Provengo da Debian e ho intenzione di installare Gentoo appena mi arriva l'hard disk nuovo.

Ieri mi è venuta in mente una cosa. Con la grande mole di compilazione che l'installazione di Gentoo richiede c'è qualche accortezza da prendere dato il periodo dell'anno (caldo)??

Ho 2 pc a un metro l'uno dall'altro. Sulla futura Gentoobox girerà Knoppix mentre l'altro pc deve fare da gateway per internet dato che ho un bastardo modem usb che non funziona in linux se non installato.

Possono stare un 2-3 giorni accesi (magari il gateway no se non serve) senza  riportare danni?

ciao   :Very Happy: 

----------

## fedeliallalinea

Non dovrebbero esserci troppi problemi ma escludere che non ci saranno errori e' impossibile.

----------

## heXen

Errori di che tipo? Intendevo dire danni fisici ai componenti

Cmq stai dicendo che problemi termici potrebbero causare errori di compilazione?

ciao  :Very Happy: 

----------

## fedeliallalinea

 *heXen wrote:*   

> Cmq stai dicendo che problemi termici potrebbero causare errori di compilazione?

 

Si e' possibile.

----------

## shanghai

Se si tratta di pc desktop, cerca di tenerli sollevati da terra -per esempio su un supporto tipo mensola- in un punto arieggiato e sicuramente lontani dalla luce solare diretta...

Per i portatili, io li sollevo dalla scrivania mettendoci sotto due uniposca, o comunque due pennarelli belli spessi per capirci, così l'aria può circolare meglio anche sotto e non c'è contatto col tavolo (che essendo generalmente di legno conserva il calore che è una bellezza).

I miei pc scaldano entrambi moltissimo, sono due athlon (anche il portatile), ma usando questi piccoli accorgimenti non ho mai avuto problemi. Considera poi che, per quanto possa far caldo, la temperatura che manda in crisi un processore in genere non è inferiore ai 70-75 gradi...

----------

## heXen

Il tavolo e' di quelli tipo pelle con il vetro sopra e il pc e' gia sollevato di suo di un mezzo cm; solo che in basso non ci sono molti buchetti (specie al centro). Magari apro gli sportellini dei posti per i lettori ottici.

----------

## Mr.Evolution

La soluzione migliore: Apri il case (o chassis dipende da come lo chiami) e ci piazzi un ventilatore (da 20 centimetri) a 1 (di velocità) davanti e stai tranquillo.

Anch'io provenivo da Debian e gentoo, pur avendo un numero inferiori di pacchetti, mi ha sempre soddisfatto appieno ed ho avuto mento problemi.

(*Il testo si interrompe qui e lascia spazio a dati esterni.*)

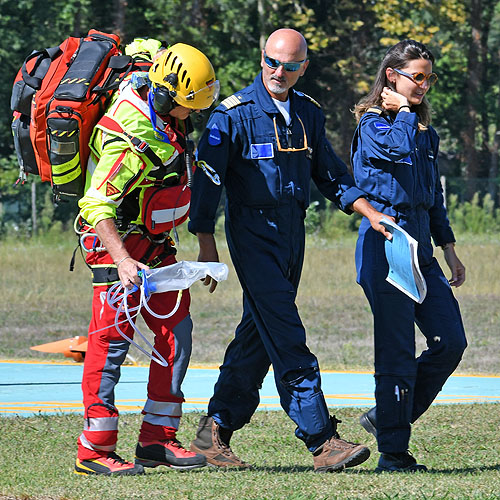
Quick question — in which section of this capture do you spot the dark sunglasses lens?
[413,73,425,84]
[283,63,300,71]
[264,56,280,69]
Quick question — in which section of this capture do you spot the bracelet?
[441,242,455,250]
[115,255,132,269]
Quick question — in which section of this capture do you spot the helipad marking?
[0,360,500,416]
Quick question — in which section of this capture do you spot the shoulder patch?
[296,91,321,108]
[221,94,243,109]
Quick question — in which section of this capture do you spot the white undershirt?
[272,98,292,126]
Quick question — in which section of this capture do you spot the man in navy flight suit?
[189,29,390,472]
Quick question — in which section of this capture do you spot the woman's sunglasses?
[264,52,307,72]
[393,68,437,87]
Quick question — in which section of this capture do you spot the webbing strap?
[98,115,163,167]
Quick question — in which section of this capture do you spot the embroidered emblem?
[208,123,222,146]
[221,95,243,110]
[250,142,274,160]
[394,156,412,165]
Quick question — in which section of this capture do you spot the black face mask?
[153,73,179,115]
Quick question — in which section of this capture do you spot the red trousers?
[78,235,192,460]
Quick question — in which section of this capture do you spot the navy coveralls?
[351,108,467,453]
[189,73,361,451]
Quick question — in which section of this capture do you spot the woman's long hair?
[354,40,434,127]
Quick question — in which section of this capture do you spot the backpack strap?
[21,47,61,90]
[98,115,163,167]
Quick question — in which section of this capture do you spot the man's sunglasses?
[393,68,437,87]
[264,52,307,72]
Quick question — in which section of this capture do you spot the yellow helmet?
[149,43,219,109]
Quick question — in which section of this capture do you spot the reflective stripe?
[144,399,182,417]
[83,417,118,431]
[80,434,116,451]
[144,413,181,429]
[85,186,121,206]
[151,203,190,224]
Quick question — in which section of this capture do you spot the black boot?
[359,406,377,437]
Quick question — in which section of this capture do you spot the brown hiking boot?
[190,416,251,469]
[313,416,370,472]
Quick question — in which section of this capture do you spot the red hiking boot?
[135,439,207,470]
[75,452,144,476]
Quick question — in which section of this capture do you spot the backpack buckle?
[134,141,149,153]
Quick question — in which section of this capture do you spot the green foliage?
[447,193,500,234]
[305,200,361,239]
[0,0,500,232]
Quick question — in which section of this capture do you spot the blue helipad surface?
[0,361,500,416]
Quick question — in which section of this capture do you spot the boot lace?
[108,451,130,465]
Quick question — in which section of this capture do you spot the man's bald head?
[260,28,309,101]
[264,28,307,61]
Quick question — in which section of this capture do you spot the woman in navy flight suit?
[351,40,467,471]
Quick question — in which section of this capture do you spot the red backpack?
[11,30,150,202]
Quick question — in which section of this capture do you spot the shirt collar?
[253,71,295,115]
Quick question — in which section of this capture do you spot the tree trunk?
[113,0,128,43]
[460,0,482,197]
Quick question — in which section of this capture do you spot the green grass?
[0,231,500,500]
[0,228,500,373]
[0,404,500,500]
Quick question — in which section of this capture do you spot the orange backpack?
[11,30,150,202]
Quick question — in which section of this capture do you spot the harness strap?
[98,115,163,167]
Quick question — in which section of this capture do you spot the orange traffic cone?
[30,335,88,363]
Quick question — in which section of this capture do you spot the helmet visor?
[174,80,220,109]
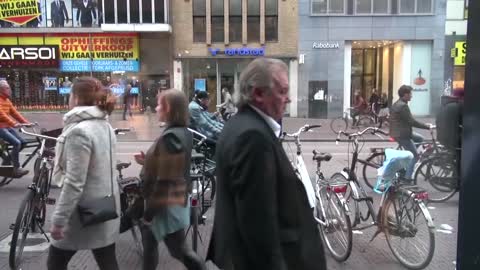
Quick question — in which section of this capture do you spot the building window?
[399,0,433,14]
[229,0,242,42]
[247,0,260,42]
[211,0,225,42]
[265,0,278,41]
[193,0,207,42]
[311,0,345,15]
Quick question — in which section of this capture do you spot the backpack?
[436,100,463,149]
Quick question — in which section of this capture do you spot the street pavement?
[0,113,458,270]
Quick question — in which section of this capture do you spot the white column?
[173,60,183,91]
[288,59,298,117]
[343,41,352,111]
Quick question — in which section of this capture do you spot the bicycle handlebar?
[20,128,57,141]
[187,128,207,146]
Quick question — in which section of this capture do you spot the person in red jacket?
[0,80,29,178]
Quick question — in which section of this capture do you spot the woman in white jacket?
[47,78,120,270]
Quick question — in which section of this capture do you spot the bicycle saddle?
[313,152,332,162]
[117,161,132,170]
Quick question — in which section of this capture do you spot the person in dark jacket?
[390,85,432,179]
[207,58,326,270]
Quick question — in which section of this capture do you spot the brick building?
[171,0,298,111]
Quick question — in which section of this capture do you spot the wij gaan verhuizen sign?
[0,0,41,25]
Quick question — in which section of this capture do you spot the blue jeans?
[395,132,424,179]
[0,128,25,168]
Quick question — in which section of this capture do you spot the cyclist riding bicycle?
[0,80,30,178]
[390,85,432,180]
[188,91,223,153]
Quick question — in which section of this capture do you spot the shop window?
[229,0,242,42]
[356,0,372,14]
[193,0,207,42]
[355,0,389,14]
[247,0,260,42]
[399,0,433,14]
[265,0,278,41]
[311,0,345,15]
[211,0,225,42]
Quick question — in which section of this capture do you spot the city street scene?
[0,0,472,270]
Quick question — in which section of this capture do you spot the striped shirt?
[0,95,28,128]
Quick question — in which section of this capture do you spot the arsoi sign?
[0,45,60,68]
[312,42,340,49]
[208,47,265,56]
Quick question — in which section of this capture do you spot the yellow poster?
[454,41,467,66]
[0,0,41,25]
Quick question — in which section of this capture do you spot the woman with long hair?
[47,77,120,270]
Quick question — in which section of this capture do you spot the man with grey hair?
[207,58,326,270]
[0,80,29,178]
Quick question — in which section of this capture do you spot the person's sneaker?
[13,168,28,178]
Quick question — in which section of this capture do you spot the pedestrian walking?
[135,89,206,270]
[207,58,326,270]
[47,77,120,270]
[390,85,432,181]
[123,84,132,120]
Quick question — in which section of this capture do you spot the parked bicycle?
[283,125,352,262]
[9,128,59,270]
[186,129,216,251]
[414,149,460,202]
[331,127,435,269]
[330,108,375,134]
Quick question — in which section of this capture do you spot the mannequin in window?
[77,0,97,27]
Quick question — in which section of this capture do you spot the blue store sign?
[208,47,265,56]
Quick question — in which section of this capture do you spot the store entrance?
[350,40,396,109]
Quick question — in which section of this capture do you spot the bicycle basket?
[373,149,413,194]
[41,128,63,148]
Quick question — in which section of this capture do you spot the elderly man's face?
[262,70,291,121]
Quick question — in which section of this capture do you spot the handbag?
[77,123,118,227]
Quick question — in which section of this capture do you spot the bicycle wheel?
[362,152,385,189]
[8,189,35,270]
[382,191,435,269]
[356,116,375,129]
[317,187,352,262]
[415,155,459,202]
[30,168,49,232]
[330,117,348,134]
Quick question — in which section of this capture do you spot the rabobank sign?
[312,42,340,49]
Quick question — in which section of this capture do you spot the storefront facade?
[445,0,468,94]
[298,0,445,118]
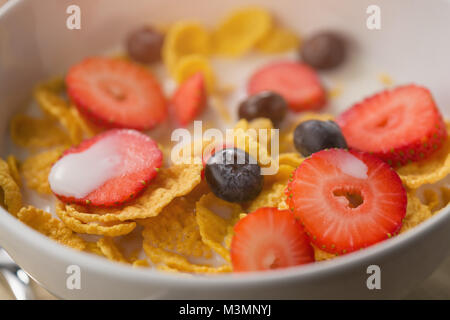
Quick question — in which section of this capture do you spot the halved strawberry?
[247,61,326,111]
[171,72,206,126]
[49,129,162,207]
[231,208,314,272]
[336,85,447,166]
[287,149,407,254]
[66,57,167,130]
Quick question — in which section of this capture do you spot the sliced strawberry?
[66,57,167,130]
[49,129,162,207]
[247,61,326,111]
[287,149,406,254]
[231,208,314,272]
[171,72,206,126]
[337,85,447,166]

Hai pensato a fare un cluster distcc (leggi il manuale dell'istallazione) così da poter compilare con tutti e2 i pc??? (usa i cd gentoo, è più figo lo spashscreen!)

----------

## stuart

mai pensato di installare a........ puntate

un giorno kde

uno openoffice

uno mozilla evolutione ecc ecc

io con gentoo ho sempre fatto così

prima la scarico con l'opzione emerge -f

poi compilo

così il pc non è nemmeno collegato ad internet

questo ovviamente con pacchetti "pesanti"

----------

## heXen

sul gateway c'è windows98 (sorvoliamo   :Mr. Green:  ) cmq ci dò un'occhiata alla distcc

ho visto che sul retro del case c'è un "rosone" non so come chiamarlo.... un'altra ventola li' che dite? dato che non ho un ventilatore (giuro! strano ma vero  :Very Happy: )

----------

## shanghai

Secondo me se non vivi all'equatore non ti serve nient'altro. Oppure, fai un job cron che lancia gli aggiornamenti a pomeriggio inoltrato, così anche per i pacchetti che richiedono molte ore per essere compilati avrai la garanzia che gran parte del lavoro avviene nelle ore più fresche  :Smile: 

Ma insisto, basta sollevare un pò i case e tenere l'interno del pc abbastanza pulito. Nel tuo caso questo c'è già... 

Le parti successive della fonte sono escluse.